“Blackhat”, di Michael Mann, con Chris Hemsworth, Viola Davis, John Ortiz, William Mapother, Manny Montana, Ritchie Coster, Holt McCallany, Jason Butler Harner, Spencer Garrett, Wei Tang, Brandon Molale, Yorick van Wageningen, Archie Kao, durata 135’, nelle sale dal 13 marzo 2015, distribuito da Universal.
A scanso di equivoci, lo diciamo da subito: quando si parla di Michael Mann, ci è quasi impossibile essere parziali. Forse perché alcune delle pellicole del regista americano hanno segnato la nostra vita di spettatori, forse perché non possiamo fare a meno di considerarlo uno dei cineasti più decisivi del panorama mondiale, sta di fatto che ogni pellicola di Mann è un’epifania. Blackhat, come ci immaginavamo, non tradisce le attese.
Dopo nove anni di attesa dall’epopea tragica di John Dillinger raccontata nel meraviglioso Nemico Pubblico, Michael Mann entra nel mondo del cyber-terrorismo con un noir sui generis, un crime-movie che cerca di piegare gli stereotipi del genere a temi e forme inedite.
Le indagini dell’hacker “buono” Nick Hathaway e della sua task force cinese-americana alla ricerca del misterioso pirata informatico Sadak, dunque, omaggiano continuamente sia i noir più classici (dagli heist-movie americani al cinema action di Hong Kong, passando per i tour mondiali alla James Bond), sia lo stesso cinema di Mann (i riferimenti evidenti sono tanti, tutti da scoprire), senza però privarsi del coraggio di attraversare strade nuove, preferendo la dilatazione dei tempi alla frenetica ottusità dei più scontati blockbuster.
In Blackhat il regista, mai come questa volta, rende tragico il conflitto tra uomo e tecnologia, con la rete invisibile di denaro, informazioni e dati diventata per la prima volta l’unico terreno di scontro.
Se la lotta dell’Uomo contro la Modernità, con i suoi violenti esiti, è sempre stata un leitmotiv nell’opera di Mann, nella sua ultima pellicola questa diventa il centro nevralgico della storia, la struttura base su cui si appoggiano i destini emotivi dei protagonisti, la loro ostinata determinazione a seguire i propri obiettivi, a dare un significato alle proprie esistenze.

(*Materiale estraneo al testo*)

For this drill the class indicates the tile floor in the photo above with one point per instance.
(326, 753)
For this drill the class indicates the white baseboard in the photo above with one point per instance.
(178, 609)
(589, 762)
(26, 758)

L’Hathaway di Chris Hemsworth, come molti altri eroi manniani, è un uomo destinato all’autodistruzione, così fieramente consapevole di saper fare solo una cosa nella vita, da essere disposto a sacrificare tutto per avere la libertà di farla. E’ proprio la coscienza della dannazione a rendere ogni istante dei film dell'autore di Heat-La Sfida così tragicamente grandiosi.
Blackhat, pur non brillando per verosimiglianza narrativa o per linearità, conserva dentro di sé, appunto, la forza di questa epica del fallimento, la commozione di grandi storie d’amore dal futuro incerto, forse impossibile. Inoltre, nonostante i suoi settantadue anni di età, la mano del Maestro non perde un colpo: inquadrature perfette, città fotografate da perdere il fiato, sequenze action orchestrate come solo pochi altri registi riescono a fare (le due sparatorie cinesi meritano da sole il prezzo del biglietto), sono solo alcune delle prove della riuscita di un grande film.
Anche la tanto criticata scelta del divo Chris Hemsworth nei panni del protagonista, nonostante l’oggettiva legnosità dell’attore, dimostra l’intelligenza e la non-banale visione del Cinema di Michael Mann.
Probabilmente Blackhat è un anti-action movie non adatto a tutti e, anche in Italia, non avrà il successo che merita.
Se, però, avrete la forza di lasciarvi trascinare nel suo mondo, a metà tra la fredda materia dei computer e le calde passioni degli uomini, siate certi che vi ritroverete di fronte attimi di grande Cinema.